У подножия горы Нге
Шрифт:
— Сыонг, конечно, неправильно поступил, но разве можно было драться! Ну как, признаешь, что неправ? — спросил вожатый.
— Да... Но он ведь насмешничал, и я не стерпел, очень рассердился.
— Ну пусть рассердился. Но зачем же так избивать? Ты должен извиниться перед ним и пообещать мне, что никогда больше не станешь драться с товарищами.
Я был все еще зол на Сыонга, но видел, что ему очень больно, и мне стало его жалко. Конечно, он тоже здорово саданул меня в глаз, нельзя сказать, чтобы он был совсем уж паинька, но что правда, то правда — ему досталось гораздо сильнее.
Теперь
— Шао признал, что он неправ, помирись с ним.
Если бы не он, Сыонг ни за что бы не стал мириться. Пожимая Сыонгу руку, я сказал:
— Ты следующий раз не слушай эту Хоа. Извини меня, пожалуйста.

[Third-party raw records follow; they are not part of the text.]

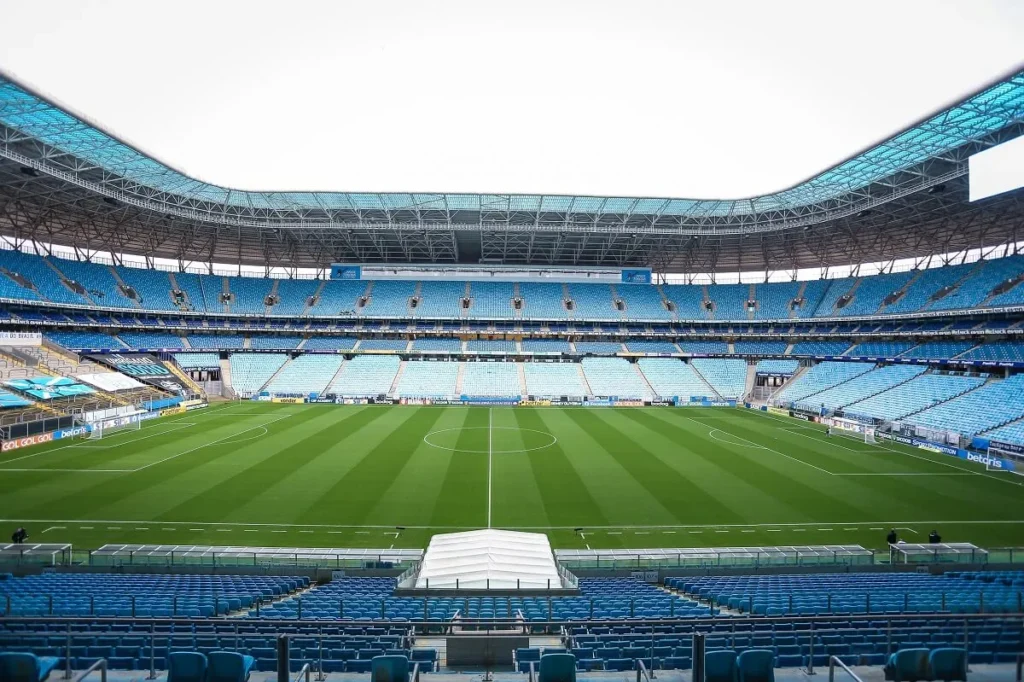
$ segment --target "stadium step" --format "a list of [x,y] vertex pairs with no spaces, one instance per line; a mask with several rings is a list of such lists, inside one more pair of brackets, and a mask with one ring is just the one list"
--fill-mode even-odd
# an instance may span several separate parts
[[466,363],[459,363],[459,373],[455,376],[455,395],[462,395],[462,380],[466,377]]
[[220,381],[222,395],[225,398],[234,398],[236,394],[231,385],[231,362],[224,358],[220,360]]
[[[274,283],[270,286],[270,293],[267,294],[268,298],[273,300],[273,297],[277,296],[277,288],[278,288],[278,286],[280,286],[280,284],[281,284],[281,280],[279,280],[279,279],[275,279],[274,280]],[[273,305],[264,306],[263,312],[266,315],[273,314],[274,306]]]
[[748,320],[753,320],[755,317],[757,317],[757,303],[756,303],[756,301],[757,301],[757,285],[756,284],[751,284],[750,285],[750,293],[747,294],[747,300],[748,301],[755,301],[755,303],[754,303],[755,307],[752,308],[752,309],[751,308],[747,309],[747,319]]
[[743,397],[751,395],[754,392],[754,384],[757,383],[757,364],[750,363],[747,365],[747,383],[743,388]]
[[[574,349],[575,349],[575,347],[574,347]],[[587,389],[587,395],[594,395],[594,392],[590,389],[590,382],[587,381],[587,375],[583,372],[583,364],[579,363],[579,362],[577,362],[575,364],[576,364],[576,371],[580,373],[580,383],[583,384],[583,388]],[[645,381],[646,381],[646,379],[645,379]],[[648,386],[650,386],[650,384],[648,384]]]
[[700,370],[697,369],[697,367],[692,362],[690,363],[690,367],[693,369],[693,373],[699,376],[700,380],[704,382],[704,385],[708,387],[708,395],[715,397],[718,400],[722,400],[722,395],[715,390],[714,385],[712,385],[712,383],[708,381],[707,377],[700,373]]
[[43,258],[43,263],[48,268],[50,268],[51,270],[53,270],[54,272],[57,273],[57,276],[58,276],[58,279],[60,280],[60,283],[65,288],[67,288],[68,291],[74,293],[77,296],[81,296],[82,298],[84,298],[86,300],[86,302],[89,305],[94,305],[94,306],[98,307],[98,304],[96,303],[96,301],[93,300],[92,296],[89,295],[89,292],[86,291],[84,287],[82,288],[82,291],[75,291],[70,286],[68,286],[67,282],[72,281],[71,278],[68,277],[67,275],[65,275],[63,272],[61,272],[60,269],[56,265],[54,265],[52,262],[50,262],[49,258]]
[[203,389],[199,387],[199,384],[192,381],[192,378],[181,371],[181,369],[174,362],[170,360],[164,360],[164,367],[171,371],[171,374],[178,377],[178,380],[185,384],[197,395],[203,395]]
[[519,373],[519,395],[529,395],[529,391],[526,390],[526,363],[517,362],[516,371]]
[[[114,277],[114,281],[117,282],[117,285],[119,287],[121,287],[122,289],[131,288],[127,284],[125,284],[123,279],[121,279],[121,275],[117,272],[117,268],[115,268],[113,265],[108,265],[107,269],[110,270],[110,274]],[[132,298],[129,300],[132,302],[132,305],[134,305],[136,308],[138,308],[139,310],[142,309],[142,304],[139,303],[138,299]]]
[[287,367],[288,365],[292,364],[293,362],[295,362],[295,361],[292,358],[288,358],[283,363],[281,363],[281,366],[277,368],[277,371],[274,372],[273,374],[271,374],[270,378],[267,379],[265,382],[263,382],[263,385],[260,386],[259,389],[257,389],[256,392],[259,393],[260,391],[264,390],[267,386],[269,386],[270,384],[274,383],[274,379],[277,377],[277,375],[280,374],[284,370],[285,367]]
[[[316,291],[314,291],[313,295],[310,297],[311,300],[319,302],[320,297],[323,295],[324,287],[325,286],[327,286],[327,280],[326,279],[320,280],[320,284],[317,285]],[[314,303],[313,305],[309,305],[309,301],[307,300],[305,307],[302,309],[302,314],[303,315],[309,315],[310,311],[313,309],[313,307],[315,305],[316,305],[316,303]]]
[[[651,386],[651,382],[647,381],[647,377],[645,377],[644,373],[640,370],[640,365],[635,362],[631,362],[630,364],[633,366],[633,371],[636,372],[636,375],[640,377],[640,381],[643,382],[644,388],[648,391],[651,398],[658,395],[658,392],[654,390],[653,386]],[[582,367],[582,365],[580,366]]]
[[[341,367],[338,368],[338,371],[339,372],[341,371]],[[395,393],[398,391],[398,384],[399,384],[399,382],[402,381],[402,374],[404,372],[405,372],[405,361],[403,360],[402,362],[398,363],[398,371],[395,372],[395,378],[391,382],[391,388],[388,389],[388,396],[389,397],[391,397],[391,398],[395,397]],[[327,385],[330,386],[330,384],[327,384]]]
[[[796,292],[796,300],[802,301],[803,298],[804,298],[804,293],[806,291],[807,291],[807,280],[804,280],[803,282],[800,282],[800,289]],[[790,308],[789,308],[789,319],[795,320],[796,317],[797,317],[796,313],[797,313],[797,309],[792,307],[792,306],[790,306]],[[792,347],[792,345],[791,345],[791,347]],[[786,352],[788,353],[789,351],[787,350]]]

— Дерешься так больно, да еще... Если бы я знал, что ты такой, никогда бы с тобой не водился!
Так мы восстановили мир. Нашему вожатому это, видно, пришлось по душе, потому что он улыбался. Но ведь он мне еще велел дать обещание никогда не драться. Ну как такое пообещаешь!
— А бороться можно? Как мы с Быоем боремся? — спросил я.
Мой вопрос очень рассмешил вожатого. Он похлопал меня по плечу и сказал:
— Пожалуйста, сколько угодно! Можешь с Быоем, можешь и с другими. Только не делать друг другу больно!
— Ну да, Быоя-то настоящий борец силовым приемам учил, — возразил я. — Вы думаете, когда он станет эти приемы применять, мне не будет больно? Если вовремя не дать ему отпор, он меня на лопатки положит, а для борца это позор!
Вожатый снова засмеялся, и мне почему-то показалось, что ему нравится борьба. Он попросил меня рассказать, как мы боремся, и сказал:
— Покажи-ка мне, какие приемы ты знаешь.
Я снял рубаху, вынул из-за пояса тетрадки и книжки и, вызвав Сунга на круг, представил себе, что это Быой, так мне было проще показать приемы. Сунг был намного выше меня, руки и ноги у него были длинные, и, чтобы нам можно было схватиться, ему пришлось наклоняться. Я сделал несколько ложных выпадов и вдруг внезапно схватил его сзади за запястье и рывком перекрестил ему руки. Потом я подставил свою спину под спину Сунга и попробовал перекинуть его, но как я ни старался, мне не удалось это сделать.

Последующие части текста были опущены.